Detroit lost Thursday 9-2 to Kansas City. There's no shame in getting shut down by Zack Greinke (left) — he's only the best pitcher in the league this year — but the Tigers got shelled twice in this series by a pathetically weak lineup.
A colleague pointed out to me today that Grienke has yet to face the Twins. Of course, the Twins have two series left against Kansas City. Meanwhile, Detroit's faced him five times (and the White Sox and Indians also five times each).
Hardly seems fair, does it?
The latest issue of Baseball America reports that second baseman Steve Lombardozzi had a big year for the Hagerstown Suns, the Low A affiliate of the Washington Nationals.
No, not the Steve Lombardozzi who played second base for the 1987 Twins. Not the Steve Lombardozzi who hit ,344 in the postseason that year, including .412 in the World Series. Not the Steve Lombardozzi who lost his starting job the next year and complained so much about it that Dan Gladden punched him out.
It's his son, known to Baseball Reference.com as Stephen.
It is to be hoped the younger Lombo (above) proves a better hitter than his dad. The elder Lombadozzi's stats make Nick Punto look good.
You may know that the Twins have two player who were the first overall pick in baseball's amateur draft — Joe Mauer (2001) and Delmon Young (2003).
Baseball America annually picks a minor league player of the year — as described by executive editor Jim Callis, it's "essentially the elite prospect who had the best season." This year's winner is Jason Hayward of the Braves organization.

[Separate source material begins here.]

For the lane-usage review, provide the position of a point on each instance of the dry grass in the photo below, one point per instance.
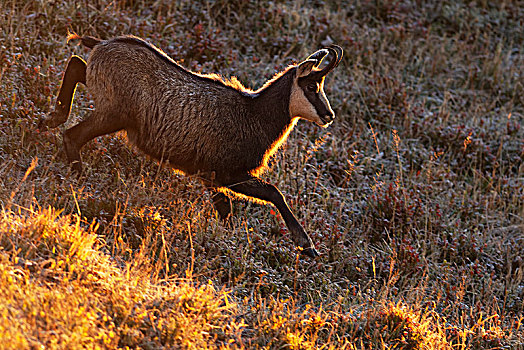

The Twins have three of them on their roster: Mauer (2003), Young (2005) and Jon Rauch, the recently-added middle reliever, who won the award in 2000 when he was seen as a rising ace in the White Sox system. It obviously didn't happen for the big guy.
For that matter, it hasn't happened for Young either. That Young won that award two years before the Twins traded for him underlines the high regard the scouting world had for his talent at the time.